Well intended and understandable but it’s depressing to see an argument meant to undercut racism being so easily repurposed to validate the appropriation of other people’s culture and identity.
posted by Phanx at 10:46 PM on March 29, 2023 [2 favorites]


Look, the man has to deal with the tissue of lies his decade long marriage was constructed on, I think the trauma of that experience in the midst of the grief of losing your life partner is an important part of the context for judging him in terms of how he needs to understand race at this time.
posted by chiquitita at 5:48 AM on March 30, 2023


I think he was talking about how Carrillo viewed it, too, though it's not completely clear.
posted by praemunire at 6:46 AM on March 30, 2023


I wonder how much of his internal life was consumed with fear of being found out, or some combination of fear and deep avoidance of the truth. To think about his marriage, what many would consider to be a deeply emotionally intimate relationship being one that was not truthful is difficult. Or did it only matter that he loved him honestly? I can't figure it out but reading about the husband after his death is an exercise in watching someone trying to make the best of a bad situation.
posted by rene_billingsworth at 9:06 AM on March 30, 2023


From an anonymous user:

"His audience was necessarily limited to people who wouldn't be able detect the masquerade.

My partner and I knew Hache well for several years in graduate school and know a number of the people quoted in the article. We hung out with him in settings where almost everyone was Latin American, Latino/a/x, or were Americans or Europeans who had spent a lot of time in Latin America and the Caribbean and knew the literature. Neither of us ever once heard anyone express even a hint of doubt, including from professors and students who were from Cuba.

As the article suggests, Hache was incredibly warm and personable, and extremely smart. (He had no need to fake, his abilities were very good and he could have succeeded without the performance, but the article make it sound like it was a lifeline compulsion.) We were very saddened by his death, then surprised when the news came out, and are honestly tickled that he got away with it for so long. It's hard to sustain that level of performance day in and day out and he mostly pulled it off, including around people who were in a position to notice the clues that it was actually a performance."
posted by travelingthyme at 7:56 PM on March 30, 2023 [6 favorites]

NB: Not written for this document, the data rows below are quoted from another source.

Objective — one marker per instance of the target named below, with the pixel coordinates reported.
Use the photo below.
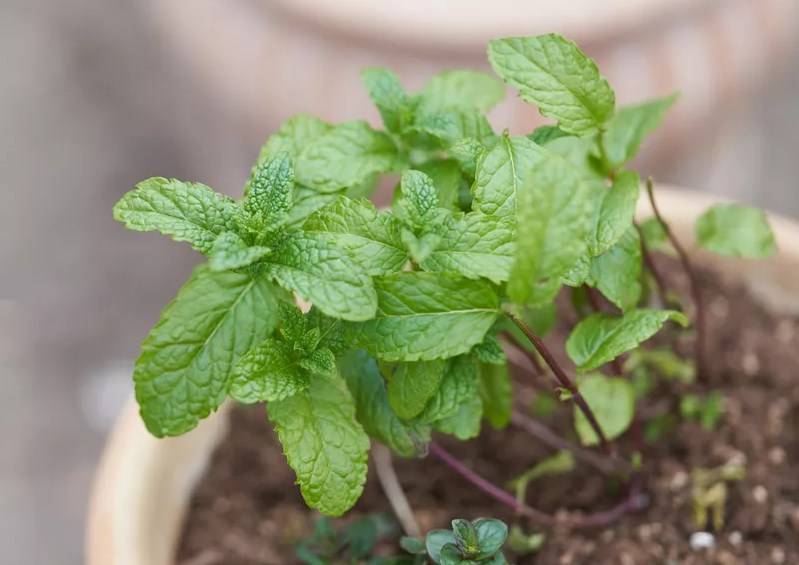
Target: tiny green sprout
(709, 493)
(478, 542)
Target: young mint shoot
(353, 324)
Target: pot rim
(140, 495)
(434, 24)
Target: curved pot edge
(140, 495)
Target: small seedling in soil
(468, 543)
(409, 312)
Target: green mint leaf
(458, 386)
(490, 351)
(268, 194)
(579, 151)
(372, 238)
(554, 220)
(615, 213)
(185, 211)
(412, 384)
(418, 203)
(554, 74)
(292, 137)
(544, 134)
(612, 400)
(446, 177)
(324, 444)
(293, 323)
(462, 88)
(500, 172)
(230, 252)
(331, 331)
(424, 316)
(366, 384)
(183, 371)
(474, 245)
(436, 540)
(320, 362)
(420, 247)
(451, 555)
(578, 274)
(307, 201)
(735, 230)
(347, 155)
(269, 371)
(464, 424)
(497, 394)
(465, 536)
(323, 274)
(600, 338)
(453, 124)
(491, 536)
(466, 153)
(392, 102)
(617, 272)
(630, 126)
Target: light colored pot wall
(269, 59)
(144, 485)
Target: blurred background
(95, 96)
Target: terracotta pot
(268, 59)
(143, 485)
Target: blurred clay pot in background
(267, 59)
(144, 485)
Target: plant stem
(633, 502)
(563, 379)
(533, 359)
(490, 488)
(696, 294)
(387, 476)
(602, 463)
(649, 262)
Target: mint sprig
(412, 306)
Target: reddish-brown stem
(696, 294)
(563, 379)
(533, 359)
(490, 488)
(633, 502)
(649, 262)
(606, 465)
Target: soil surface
(246, 510)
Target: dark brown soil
(247, 511)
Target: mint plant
(404, 313)
(478, 542)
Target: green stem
(564, 380)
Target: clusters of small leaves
(407, 302)
(478, 542)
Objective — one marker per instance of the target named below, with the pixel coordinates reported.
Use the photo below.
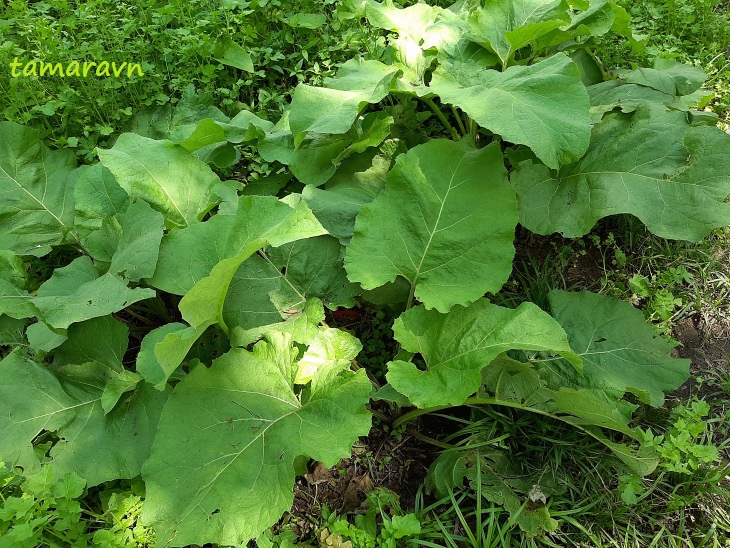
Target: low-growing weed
(41, 510)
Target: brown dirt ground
(381, 460)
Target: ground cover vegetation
(378, 214)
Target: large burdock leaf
(99, 447)
(333, 109)
(164, 174)
(36, 192)
(313, 157)
(621, 352)
(207, 256)
(444, 222)
(97, 196)
(504, 26)
(138, 248)
(458, 345)
(188, 255)
(675, 85)
(544, 106)
(277, 282)
(76, 293)
(358, 180)
(221, 468)
(652, 164)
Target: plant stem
(455, 112)
(440, 115)
(410, 296)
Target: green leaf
(125, 381)
(162, 351)
(357, 182)
(620, 351)
(445, 222)
(458, 345)
(228, 473)
(138, 248)
(280, 224)
(165, 175)
(330, 352)
(278, 281)
(97, 195)
(11, 331)
(652, 164)
(303, 326)
(504, 26)
(15, 302)
(36, 192)
(333, 109)
(305, 20)
(259, 221)
(188, 255)
(42, 338)
(544, 106)
(76, 293)
(677, 86)
(312, 160)
(97, 447)
(84, 343)
(227, 52)
(503, 482)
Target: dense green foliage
(184, 337)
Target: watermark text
(79, 69)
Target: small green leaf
(229, 53)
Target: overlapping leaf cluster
(218, 401)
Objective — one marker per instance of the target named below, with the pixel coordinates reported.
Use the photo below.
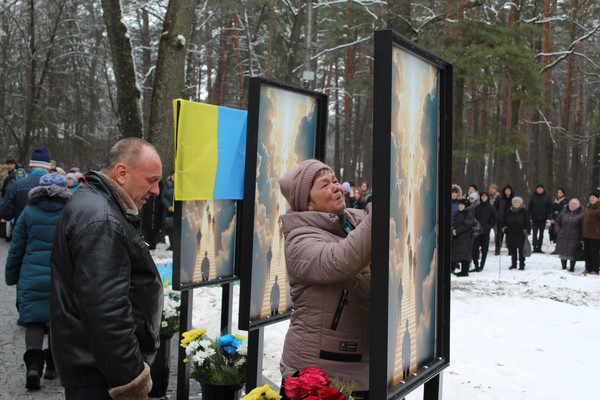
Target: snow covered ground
(532, 334)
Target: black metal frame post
(226, 308)
(183, 369)
(254, 358)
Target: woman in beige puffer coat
(328, 253)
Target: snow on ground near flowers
(532, 334)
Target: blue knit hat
(40, 158)
(53, 179)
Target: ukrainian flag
(210, 151)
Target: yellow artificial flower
(263, 392)
(190, 336)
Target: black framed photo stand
(412, 136)
(286, 125)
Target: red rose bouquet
(312, 384)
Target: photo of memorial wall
(286, 137)
(207, 240)
(413, 214)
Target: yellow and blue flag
(210, 151)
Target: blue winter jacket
(16, 195)
(28, 261)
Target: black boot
(464, 270)
(50, 372)
(34, 361)
(475, 266)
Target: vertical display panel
(286, 126)
(409, 253)
(208, 232)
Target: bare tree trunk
(398, 17)
(146, 67)
(128, 94)
(168, 81)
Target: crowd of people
(77, 258)
(80, 257)
(573, 227)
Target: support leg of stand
(183, 369)
(255, 358)
(226, 308)
(433, 388)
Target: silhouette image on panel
(275, 297)
(198, 239)
(400, 293)
(406, 353)
(269, 258)
(205, 267)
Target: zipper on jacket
(338, 312)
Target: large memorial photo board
(286, 125)
(208, 233)
(411, 136)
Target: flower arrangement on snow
(216, 362)
(314, 384)
(169, 323)
(262, 393)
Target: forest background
(75, 76)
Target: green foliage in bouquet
(216, 362)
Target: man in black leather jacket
(106, 299)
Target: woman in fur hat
(462, 237)
(517, 227)
(28, 266)
(328, 254)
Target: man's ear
(121, 171)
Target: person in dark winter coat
(456, 196)
(502, 205)
(462, 237)
(591, 234)
(540, 210)
(559, 204)
(28, 267)
(517, 226)
(107, 297)
(485, 214)
(166, 198)
(569, 230)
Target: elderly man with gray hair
(106, 297)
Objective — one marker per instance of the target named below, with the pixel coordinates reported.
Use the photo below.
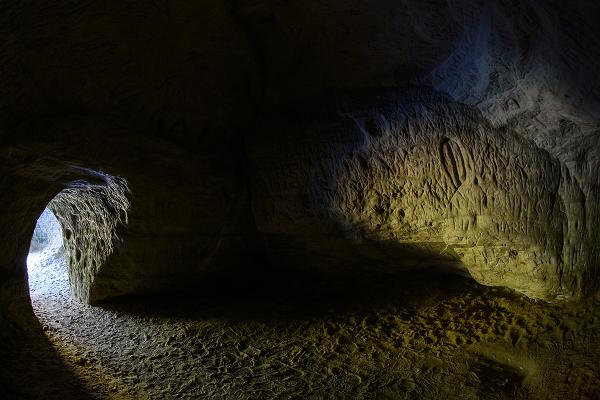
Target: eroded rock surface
(415, 180)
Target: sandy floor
(309, 338)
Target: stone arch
(90, 214)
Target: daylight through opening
(46, 263)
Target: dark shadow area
(291, 294)
(30, 367)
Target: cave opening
(46, 263)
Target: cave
(278, 199)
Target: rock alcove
(282, 199)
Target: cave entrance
(46, 261)
(75, 236)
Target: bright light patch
(46, 264)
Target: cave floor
(315, 338)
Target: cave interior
(275, 199)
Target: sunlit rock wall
(413, 180)
(498, 177)
(90, 215)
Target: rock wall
(411, 180)
(489, 166)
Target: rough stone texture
(167, 96)
(465, 136)
(414, 180)
(90, 216)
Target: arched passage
(86, 215)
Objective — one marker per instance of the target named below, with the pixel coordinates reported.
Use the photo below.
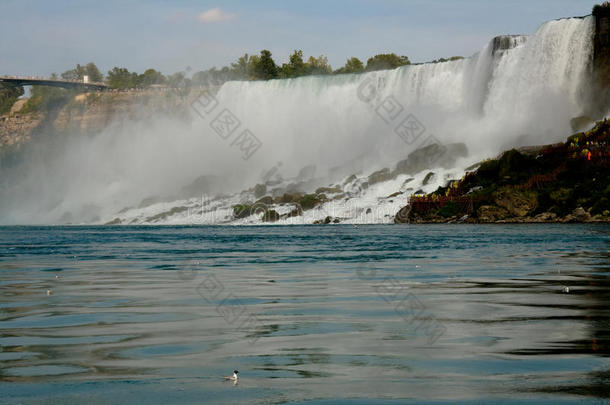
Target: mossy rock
(260, 190)
(309, 201)
(241, 211)
(380, 176)
(517, 202)
(329, 190)
(271, 216)
(268, 200)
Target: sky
(39, 37)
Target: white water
(494, 100)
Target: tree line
(247, 67)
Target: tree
(353, 65)
(318, 66)
(121, 78)
(295, 67)
(150, 77)
(386, 61)
(241, 67)
(79, 72)
(265, 68)
(8, 95)
(94, 73)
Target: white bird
(233, 377)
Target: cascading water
(518, 90)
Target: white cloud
(215, 15)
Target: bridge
(41, 81)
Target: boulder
(490, 213)
(516, 202)
(271, 216)
(380, 176)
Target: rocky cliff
(565, 182)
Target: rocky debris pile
(565, 182)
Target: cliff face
(565, 182)
(87, 113)
(601, 59)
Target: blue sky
(38, 37)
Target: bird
(233, 377)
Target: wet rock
(328, 190)
(490, 213)
(380, 176)
(260, 190)
(402, 216)
(428, 177)
(430, 156)
(581, 215)
(306, 173)
(271, 216)
(518, 203)
(267, 200)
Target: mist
(494, 100)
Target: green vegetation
(451, 59)
(353, 65)
(386, 61)
(568, 181)
(601, 9)
(79, 72)
(8, 96)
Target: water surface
(307, 314)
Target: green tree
(386, 61)
(8, 95)
(150, 77)
(121, 78)
(318, 66)
(265, 68)
(353, 65)
(241, 68)
(295, 67)
(94, 73)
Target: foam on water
(517, 91)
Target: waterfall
(517, 90)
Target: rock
(427, 179)
(309, 201)
(489, 213)
(329, 190)
(430, 156)
(581, 215)
(260, 190)
(402, 216)
(271, 216)
(306, 173)
(267, 200)
(581, 123)
(350, 179)
(545, 217)
(166, 214)
(241, 211)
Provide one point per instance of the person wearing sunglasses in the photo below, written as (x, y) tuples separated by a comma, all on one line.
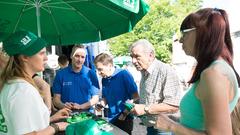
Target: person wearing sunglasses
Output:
[(206, 107)]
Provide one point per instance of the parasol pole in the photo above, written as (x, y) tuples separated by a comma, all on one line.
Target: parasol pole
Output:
[(37, 4)]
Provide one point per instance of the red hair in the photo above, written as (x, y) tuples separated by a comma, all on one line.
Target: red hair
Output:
[(213, 38)]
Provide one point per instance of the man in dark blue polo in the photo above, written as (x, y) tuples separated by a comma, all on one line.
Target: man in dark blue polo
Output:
[(76, 86)]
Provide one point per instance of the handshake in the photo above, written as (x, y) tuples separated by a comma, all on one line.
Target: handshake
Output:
[(99, 107)]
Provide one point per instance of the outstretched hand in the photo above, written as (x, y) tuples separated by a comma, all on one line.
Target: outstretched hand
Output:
[(138, 109), (164, 123), (61, 114)]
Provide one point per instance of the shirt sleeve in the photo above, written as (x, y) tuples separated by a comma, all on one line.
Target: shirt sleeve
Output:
[(57, 84), (171, 88), (29, 113)]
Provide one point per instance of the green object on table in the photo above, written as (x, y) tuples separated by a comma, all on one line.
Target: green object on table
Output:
[(129, 106), (79, 117), (87, 127)]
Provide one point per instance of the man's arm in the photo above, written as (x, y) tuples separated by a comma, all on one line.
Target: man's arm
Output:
[(44, 88), (57, 101), (87, 105)]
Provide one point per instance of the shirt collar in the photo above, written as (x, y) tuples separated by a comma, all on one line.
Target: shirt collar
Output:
[(151, 67)]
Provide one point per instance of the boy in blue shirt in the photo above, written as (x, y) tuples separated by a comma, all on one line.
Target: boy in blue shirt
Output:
[(118, 86)]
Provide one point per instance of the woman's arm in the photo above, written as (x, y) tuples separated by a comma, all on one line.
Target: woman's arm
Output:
[(215, 93)]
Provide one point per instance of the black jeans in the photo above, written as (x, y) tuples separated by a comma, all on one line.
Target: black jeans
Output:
[(126, 125)]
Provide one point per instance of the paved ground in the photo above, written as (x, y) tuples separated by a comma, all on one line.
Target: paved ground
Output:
[(138, 128)]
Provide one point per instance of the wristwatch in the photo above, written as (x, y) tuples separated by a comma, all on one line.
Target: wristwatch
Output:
[(146, 109)]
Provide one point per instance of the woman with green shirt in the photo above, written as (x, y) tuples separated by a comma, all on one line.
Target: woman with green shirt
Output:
[(207, 105)]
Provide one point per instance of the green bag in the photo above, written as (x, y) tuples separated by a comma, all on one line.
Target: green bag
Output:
[(86, 127)]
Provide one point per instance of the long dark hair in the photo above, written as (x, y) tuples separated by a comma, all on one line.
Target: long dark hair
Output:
[(213, 38)]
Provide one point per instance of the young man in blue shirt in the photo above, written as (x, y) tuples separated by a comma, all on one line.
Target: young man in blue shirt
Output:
[(118, 86), (76, 86)]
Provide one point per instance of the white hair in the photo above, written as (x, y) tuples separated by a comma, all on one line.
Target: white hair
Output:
[(148, 47)]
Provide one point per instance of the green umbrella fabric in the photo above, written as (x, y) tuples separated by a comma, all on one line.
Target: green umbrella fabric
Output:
[(63, 22)]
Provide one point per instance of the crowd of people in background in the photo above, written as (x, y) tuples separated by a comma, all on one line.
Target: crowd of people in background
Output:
[(210, 105)]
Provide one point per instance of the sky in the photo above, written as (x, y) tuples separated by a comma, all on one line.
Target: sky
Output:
[(231, 6)]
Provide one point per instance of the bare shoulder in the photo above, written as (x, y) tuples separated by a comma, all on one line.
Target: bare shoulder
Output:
[(212, 81)]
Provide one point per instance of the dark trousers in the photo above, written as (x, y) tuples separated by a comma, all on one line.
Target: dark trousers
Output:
[(126, 125)]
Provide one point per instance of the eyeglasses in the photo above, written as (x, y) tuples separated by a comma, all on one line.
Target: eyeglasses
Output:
[(183, 32)]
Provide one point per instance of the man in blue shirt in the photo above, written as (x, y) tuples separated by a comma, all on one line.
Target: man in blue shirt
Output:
[(118, 86), (76, 86)]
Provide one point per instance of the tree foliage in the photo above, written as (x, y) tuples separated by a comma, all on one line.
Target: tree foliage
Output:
[(158, 26)]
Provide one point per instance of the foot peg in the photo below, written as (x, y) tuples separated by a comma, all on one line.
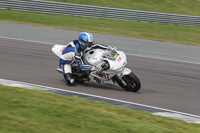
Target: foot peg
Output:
[(59, 70)]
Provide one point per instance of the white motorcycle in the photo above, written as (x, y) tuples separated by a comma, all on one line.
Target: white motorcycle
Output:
[(110, 67)]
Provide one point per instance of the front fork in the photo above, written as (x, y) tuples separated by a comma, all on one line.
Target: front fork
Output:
[(123, 72)]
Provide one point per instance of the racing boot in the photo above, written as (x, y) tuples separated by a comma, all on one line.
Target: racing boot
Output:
[(85, 75), (69, 78)]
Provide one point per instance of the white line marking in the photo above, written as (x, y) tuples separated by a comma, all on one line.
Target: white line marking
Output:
[(184, 116), (127, 54)]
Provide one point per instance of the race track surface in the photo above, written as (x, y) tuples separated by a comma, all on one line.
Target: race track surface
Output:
[(166, 84)]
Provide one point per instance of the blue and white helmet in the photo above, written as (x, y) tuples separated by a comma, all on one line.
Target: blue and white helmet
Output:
[(86, 39)]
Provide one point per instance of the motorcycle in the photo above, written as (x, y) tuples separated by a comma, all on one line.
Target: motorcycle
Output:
[(109, 64)]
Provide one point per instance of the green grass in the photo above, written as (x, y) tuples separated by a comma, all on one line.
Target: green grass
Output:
[(185, 7), (151, 31), (24, 110)]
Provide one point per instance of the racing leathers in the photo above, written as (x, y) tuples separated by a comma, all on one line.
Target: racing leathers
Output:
[(74, 52)]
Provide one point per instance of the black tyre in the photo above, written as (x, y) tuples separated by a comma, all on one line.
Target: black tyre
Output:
[(132, 82)]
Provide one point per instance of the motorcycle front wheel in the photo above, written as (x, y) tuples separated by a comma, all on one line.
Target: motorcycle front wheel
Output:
[(132, 82)]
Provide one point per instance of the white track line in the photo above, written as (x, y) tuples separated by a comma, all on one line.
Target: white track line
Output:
[(169, 113), (127, 54)]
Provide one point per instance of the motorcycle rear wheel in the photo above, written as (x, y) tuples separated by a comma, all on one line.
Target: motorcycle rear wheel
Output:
[(132, 82)]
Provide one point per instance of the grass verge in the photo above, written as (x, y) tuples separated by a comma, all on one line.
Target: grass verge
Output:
[(151, 31), (24, 110)]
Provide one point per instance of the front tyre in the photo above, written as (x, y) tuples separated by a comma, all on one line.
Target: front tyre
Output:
[(132, 83)]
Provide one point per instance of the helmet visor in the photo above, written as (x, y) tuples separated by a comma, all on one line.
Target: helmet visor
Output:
[(87, 44)]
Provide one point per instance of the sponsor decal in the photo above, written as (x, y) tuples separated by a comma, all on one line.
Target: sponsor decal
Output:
[(119, 59), (105, 75), (62, 48)]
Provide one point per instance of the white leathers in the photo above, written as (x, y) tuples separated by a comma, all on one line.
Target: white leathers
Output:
[(70, 55)]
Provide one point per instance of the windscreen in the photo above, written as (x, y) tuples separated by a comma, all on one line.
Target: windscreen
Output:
[(111, 54)]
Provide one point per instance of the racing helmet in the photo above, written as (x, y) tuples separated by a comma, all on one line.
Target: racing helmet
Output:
[(86, 39)]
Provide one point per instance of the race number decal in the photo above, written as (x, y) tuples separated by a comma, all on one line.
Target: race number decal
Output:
[(62, 48), (119, 59)]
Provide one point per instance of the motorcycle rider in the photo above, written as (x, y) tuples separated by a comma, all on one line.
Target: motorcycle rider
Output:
[(74, 52)]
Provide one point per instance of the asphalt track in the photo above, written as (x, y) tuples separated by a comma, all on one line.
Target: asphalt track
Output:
[(167, 84)]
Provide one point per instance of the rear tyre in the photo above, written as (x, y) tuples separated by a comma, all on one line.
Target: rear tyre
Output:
[(132, 82)]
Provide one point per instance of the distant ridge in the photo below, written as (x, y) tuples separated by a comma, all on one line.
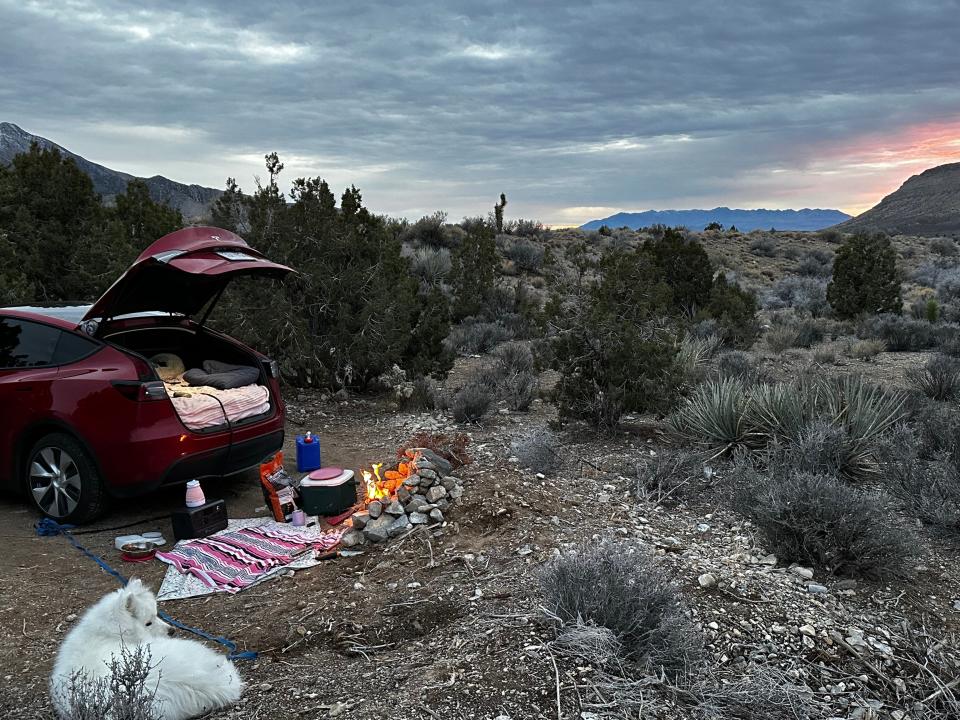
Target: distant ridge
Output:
[(927, 204), (193, 201), (745, 220)]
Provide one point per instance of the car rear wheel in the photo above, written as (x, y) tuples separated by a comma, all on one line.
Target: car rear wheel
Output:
[(62, 481)]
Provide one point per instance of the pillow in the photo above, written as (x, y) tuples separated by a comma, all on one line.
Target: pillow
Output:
[(222, 376), (168, 366)]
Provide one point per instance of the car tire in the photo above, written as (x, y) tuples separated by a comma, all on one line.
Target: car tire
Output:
[(62, 480)]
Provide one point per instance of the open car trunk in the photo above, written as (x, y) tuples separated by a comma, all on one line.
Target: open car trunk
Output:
[(201, 408)]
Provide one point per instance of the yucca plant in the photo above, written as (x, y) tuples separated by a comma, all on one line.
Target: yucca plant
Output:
[(781, 411), (715, 414)]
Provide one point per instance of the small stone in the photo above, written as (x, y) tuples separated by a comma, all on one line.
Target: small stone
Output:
[(352, 538), (707, 580), (376, 530), (417, 503), (399, 526), (437, 492)]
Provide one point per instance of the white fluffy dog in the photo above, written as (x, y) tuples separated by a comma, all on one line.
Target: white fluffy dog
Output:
[(188, 678)]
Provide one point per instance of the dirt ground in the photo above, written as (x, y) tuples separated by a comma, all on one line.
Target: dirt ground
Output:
[(448, 624)]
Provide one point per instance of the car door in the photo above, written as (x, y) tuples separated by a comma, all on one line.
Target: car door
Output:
[(27, 372)]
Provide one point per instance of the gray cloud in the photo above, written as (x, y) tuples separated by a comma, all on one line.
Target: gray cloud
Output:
[(570, 108)]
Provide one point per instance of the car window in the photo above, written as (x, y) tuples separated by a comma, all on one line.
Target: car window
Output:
[(71, 347), (26, 344)]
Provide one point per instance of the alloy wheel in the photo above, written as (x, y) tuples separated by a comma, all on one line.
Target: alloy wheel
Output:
[(55, 482)]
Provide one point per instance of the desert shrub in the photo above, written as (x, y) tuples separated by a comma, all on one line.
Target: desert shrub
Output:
[(513, 358), (821, 448), (735, 311), (816, 263), (938, 379), (899, 334), (865, 277), (524, 228), (818, 520), (629, 594), (428, 230), (527, 256), (422, 394), (693, 354), (781, 337), (671, 474), (945, 247), (538, 450), (352, 311), (806, 294), (738, 364), (684, 266), (609, 367), (472, 402), (473, 268), (763, 247), (767, 693), (866, 350), (123, 694), (824, 356), (476, 337), (715, 414), (431, 265), (519, 390)]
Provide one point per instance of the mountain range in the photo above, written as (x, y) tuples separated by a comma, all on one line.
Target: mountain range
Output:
[(745, 220), (927, 204), (193, 201)]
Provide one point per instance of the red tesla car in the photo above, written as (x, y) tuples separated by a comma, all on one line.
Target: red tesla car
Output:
[(84, 414)]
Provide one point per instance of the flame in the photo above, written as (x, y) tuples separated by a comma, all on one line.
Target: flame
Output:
[(375, 487)]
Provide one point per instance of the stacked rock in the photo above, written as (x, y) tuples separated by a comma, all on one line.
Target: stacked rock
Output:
[(423, 497)]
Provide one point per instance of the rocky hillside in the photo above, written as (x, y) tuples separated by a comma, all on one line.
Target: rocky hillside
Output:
[(745, 220), (193, 201), (927, 204)]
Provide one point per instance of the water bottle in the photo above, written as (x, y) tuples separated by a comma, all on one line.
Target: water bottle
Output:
[(308, 452)]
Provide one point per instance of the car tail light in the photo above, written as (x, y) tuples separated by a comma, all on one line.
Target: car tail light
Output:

The thing is that most people, including myself, have no reason to doubt someone when they say who they say they are. If I hear a Cuban say 'vato' that would strike me as sort of odd since it is a very Mexican-American phrase. But that's about it. He probably picked it up from a Mexican friend or something, I'd think. It would not be grounds to start doubting their entire identity!

Someone in our circle of friends was introduced to me as someone who went to the same College as me so we had something in common. Except when I talked to him, bringing up things any alum would know as a form of bonding, not to challenge him in any way, he got a bit strange and evasive. Later, I looked him up and there was no record of him in our alum database. That got us to (deep) googling him a bit and, well, lying about where he went to college was the least of it. This guy had an entire double identity and it wasn't clear his friends knew anything about it. They thought he was some sort of prestigious Doctor, flying around the world helping the needy, but in truth he worked at some finance job. Discovering this sort of thing has a way of pushing a bit at your sense of reality and leaves you a bit dizzy.

We never followed up or called anyone out. I found it admirable but frightening and its probably best to stay away from people like this lest you get caught up in their tornado of lies.
posted by vacapinta at 2:02 AM on March 31, 2023 [4 favorites]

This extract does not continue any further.